Seth Vidal skvidal at fedoraproject.org
Tue Oct 20 12:24:31 UTC 2009



On Tue, 20 Oct 2009, Hedayat Vatankhah wrote:

> Hi all,
>
> I'd like to create a prototype of a new repository metadata, and it would be 
> nice if you let me know about any negative points you see in the proposal 
> (like the previous one with security concerns):
>
> In the current implementation, the repository's primary database contains a 
> considerable amount of information about each package, and most of such 
> information won't be used by many users. It wastes bandwidth, which gets 
> worse as the size of the repository grows. For example, the current Fedora 
> repository primary database is about 12MB in compressed form and 47MB in 
> normal form.

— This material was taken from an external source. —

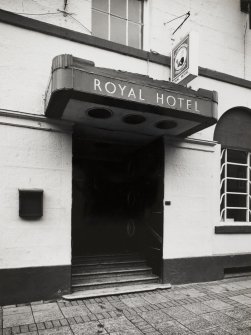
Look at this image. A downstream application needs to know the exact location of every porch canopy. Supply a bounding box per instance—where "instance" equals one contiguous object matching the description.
[45,55,218,143]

There are still many users for which downloading 12MB of data is 
> not fast, and as currently yum doesn't resume downloading metadata files, it 
> could be really frustrating for users with poor internet connection.
>
>
> IMHO, it would be nice if users download only what they really need, not the 
> complete repository data. So, I think it is nice to split the repository 
> based on packages, not based on the information about packages (like the 
> current separation of primary and file lists databases). As an example (and 
> the first thing that I want to work on), consider package requirements. 
> Currently, package requirements are stored in the primary database, but it 
> seems that you need a package's requirements only when you want to install 
> that package. By removing the requires table from Fedora repository's primary 
> database, its size shrinks from 47MB to 28MB (and in compressed form from 
> 12MB to 6.7MB). My initial proposal is to store each package's requirements 
> in a separate signed file (e.g. mypackage-0.0.1.fc10.i386.rpm_requirements). 
> So, yum will download such files when it needs them.  Now, what do you think 
> about this? Does it worth implementing?


How much space would we save if we got rid of the most common dependencies 
all together? ie: /bin/sh and libc. If we just said "all these pkgs assume 
the presence of the items provided by bash and glibc"

> To go farther in splitting, it might be nice to store package descriptions in 
> separate files too.


If you store them each in separate files it makes searching on the 
description a lot harder.

> Also, I thought a little about splitting package provides 
> too. It should be done based on the provides themselves, but creating a 
> separate file for each provides might be overkill. But it might be nice to 
> split the provides based on some initial characters of their hash code (e.g. 
> based on the first 2 characters of their hash code) into separate small 
> databases.
>
> The file lists could be also split, using the same method as requirements or 
> provides (maybe even both!), based on their most important use case (I'm not 
> sure of).

So searching or installing by provide or filelist wildcard would be 
impossible w/o downloading every single file?


> There could be a compatibility period in which both current style and new 
> style (after implementing all desired functionality) repository metadata are 
> created; which will have a very small space overhead for mirrors.
>
>
> I'd like to hear from you about your opinions.

Wouldn't it be much easier to think about providing deltas for the 
metadata rather than forcing every tool reading the repodata to change its 
format and how often it has to download?